My question was postponed six times, because it seemed the Ministry of Justice was trying to find statistics. An official of the Judicial Services Commission, last year, before the appointment of what I hope will be an active new broom to sweep the place clean, told me the judiciary did not keep details of those it committed into custody in such cases. This is strange, given the statutory requirement that magistrates visit places of custody, but this was not an obligation taken seriously, except by a few dutiful individuals, who were usually promptly transferred for their pains. Thankfully, it has now been announced that magistrates have been appointed to visit prisons (and, I hope, Remand Homes), and though I would have preferred it rather being entrenched that those who commit people should also take responsibility for what happens to them, I will not complain if these specially designated magistrates at least look into the welfare of those the State has incarcerated.

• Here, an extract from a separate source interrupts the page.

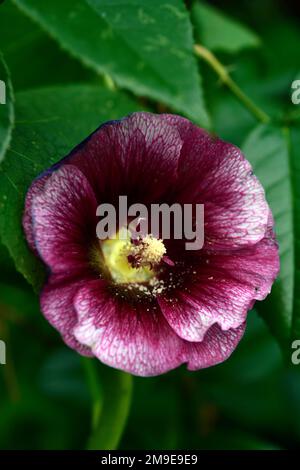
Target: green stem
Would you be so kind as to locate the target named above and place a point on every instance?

My question was finally answered on the 22nd of February, but the answer I got was that statistics were not available. This means that the State in effect admits people have got lost in the system it enforces. We have long known this, but now that it has been officially granted, perhaps the State will be spurred to do something about this neglect. I have written accordingly to the Minister of Justice, but I suspect it will be a long time again before I get a response.

It is for that reason that the constant attention to such inadequacies evinced by IHR is so important, and I hope its engagement on the subject with the Human Rights Commission, which our committee assists in, will continue. Unfortunately the energy the Commission displayed soon after it was appointed, as exemplified by its visit to Welikada and the strong recommendations made at the discussion convened afterwards, seems to have faded, but I suppose we have to keep trying, and hope it will revive.

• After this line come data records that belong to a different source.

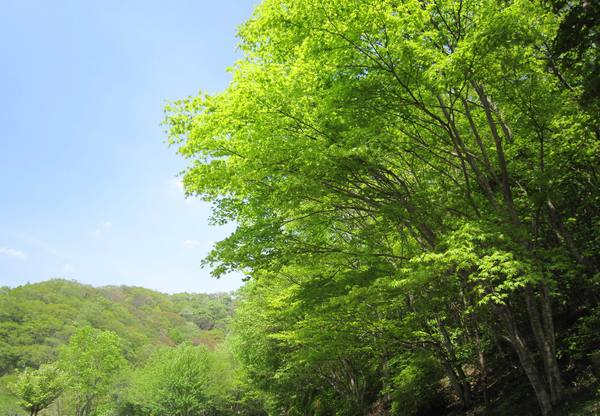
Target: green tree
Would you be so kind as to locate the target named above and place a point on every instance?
(37, 389)
(91, 361)
(180, 381)
(426, 150)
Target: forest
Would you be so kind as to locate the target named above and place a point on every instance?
(415, 187)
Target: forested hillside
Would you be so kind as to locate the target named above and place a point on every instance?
(38, 320)
(416, 188)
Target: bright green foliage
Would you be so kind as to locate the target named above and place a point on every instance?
(186, 380)
(408, 179)
(37, 389)
(35, 319)
(91, 361)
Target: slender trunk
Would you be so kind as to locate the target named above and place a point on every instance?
(461, 379)
(541, 338)
(527, 362)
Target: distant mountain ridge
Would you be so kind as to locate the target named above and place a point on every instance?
(35, 319)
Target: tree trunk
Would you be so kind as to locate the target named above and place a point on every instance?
(527, 362)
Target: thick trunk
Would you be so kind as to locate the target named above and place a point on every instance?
(544, 346)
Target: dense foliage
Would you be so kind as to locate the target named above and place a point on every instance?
(417, 197)
(416, 189)
(73, 349)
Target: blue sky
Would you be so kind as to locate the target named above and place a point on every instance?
(88, 186)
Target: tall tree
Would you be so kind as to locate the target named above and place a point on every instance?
(90, 361)
(37, 389)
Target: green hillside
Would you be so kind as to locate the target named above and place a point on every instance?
(37, 318)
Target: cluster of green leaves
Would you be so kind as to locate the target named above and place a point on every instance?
(416, 191)
(36, 319)
(80, 347)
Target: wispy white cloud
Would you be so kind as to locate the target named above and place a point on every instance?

Meanwhile IHR has also drawn our attention to another grave problem, namely the plight of youngsters in Remand Homes, for whom no provision is made for a productive life after they are released. The report they sent in suggests that sometimes youngsters are absorbed by the religious organizations which run such homes, Buddhist and Hindu as well as Christian, because there is no alternative. Given that the homes to which they should be returned were dysfunctional in the first place, which is why they were taken into care, and that no remedial action was taken, it would serve no purpose to send them back there – if indeed there were still a home that could take them in.

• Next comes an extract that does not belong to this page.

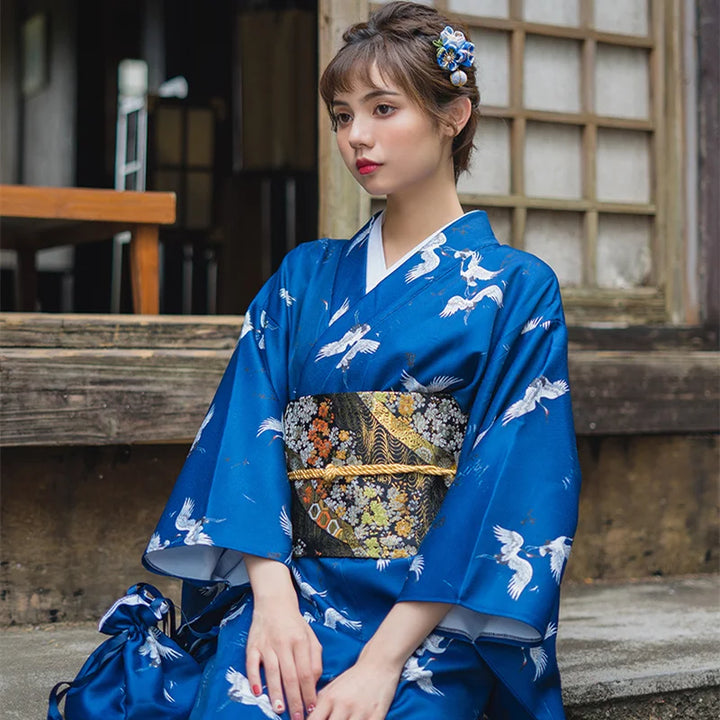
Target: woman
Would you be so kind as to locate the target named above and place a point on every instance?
(425, 365)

I have written then, to the head of the National Child Protection Authority, to suggest not only preparation programmes for families, to include psychosocial support, but also vocational training to give youngsters opportunities to build their own lives. Given the energy of the NCPA now, and its concern with care, as opposed only to punitive action for abuses, I hope that productive plans will be forthcoming. The present decision of the Ministry of Education to pay greater attention even in schools to vocational and technical training bodes well for the future, and I am sure agencies such as ILO and UNICEF will also be able to contribute both to planning and to implementation. But whether the concerted efforts needed will be forthcoming remains to be seen.